The scientist grinned at Bing like a crazy man about to stab and rob him. “We call it Selachimorpha Terrenum.”
Bing ventured into the dusty corridors of his memory where he kept the remnants of knowledge from his high-school latin classes. He’d heard these words before, but never together. “Land shark?” he asked the scientist.
A broadening of the scientist’s grin was the response. Bing looked back to the blueprint. The beast had the body of a shark, and four legs from some sort of lizard. Annotations seemed to suggest that in addition to its gills, the landshark also had lungs, and was no less toothy than its seaborne counterpart.
“This is a gag, right? You haven’t actually created one of these creatures?”
“One? Of course not, don’t be silly. What a waste of our scientific genius and resources that would be. We have twelve or so.”
Bing’s brain shuddered. At that point he noticed Ivan Gunderson standing in the doorway. The security chief’s eyes flicked down momentarily to a tiny device pinned to his chest, like half of a black pearl. Bing noted the camera, and hoped that the chief had remembered to turn the microphone on this time. He turned back to the scientist: “What do you mean ‘or so’?”
“The creatures are hard to keep track of. They also breed quite a lot. And we can’t be expected to monitor them twenty four hours a day, can we?”
“Well, yes you can. The other enclosures seem to be doing ok to monitor their animals. Why can’t you?”
“Oh, of course we can monitor the animals we have in the enclosure. That bit’s easy. It’s the free range landsharks that we have trouble keeping track of.”

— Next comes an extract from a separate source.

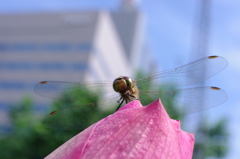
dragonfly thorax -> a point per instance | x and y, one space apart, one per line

Bing had heard many combinations of words in his life that shook him to his very core. “You’re fired,” “I think I’m pregnant,” and “I want a divorce” were just some examples. But in the context that they lived on a giant spaceship, the words “free range landsharks”, as it turned out, was the most unsettling thing Bing had ever heard. He turned to Gunderson, who was fiddling with the buttons on his tazer trying to see if it could be set to a higher power setting than ‘maximum’. Bing knew he had limited time to finish his questioning before Gunderson decided he’d heard enough.
“So where exactly do your landsharks range?”
“Mainly in the Einstein Recreational Area, but we can’t say for certain. Some come and go. We saw one with a car tyre in its mouth once. Goodness knows where he got that.” He chuckled to himself. Bing felt a little bit of vomit creeping up his throat. The scientist’s chuckle abruptly stopped as the prongs from Ivan Gunderson’s tazer delivered thousands of volts of electricity into his abdomen.
Bing took that as his cue to exit. He closed the door behind him when he left to let Ivan Gunderson get on with his police work in peace. The scientist he’d left speaking to Alpha was lying handcuffed on the floor. A large red mark on his neck suggested that he’d been pistol whipped by an unidentified assailant.
It occurred to Bing that under normal circumstances he would be offering to sue the ship’s police force on behalf of the scientists. On this occasion however, he decided that he could live with Chief Gunderson’s actions. Alpha herself was nowhere to be seen.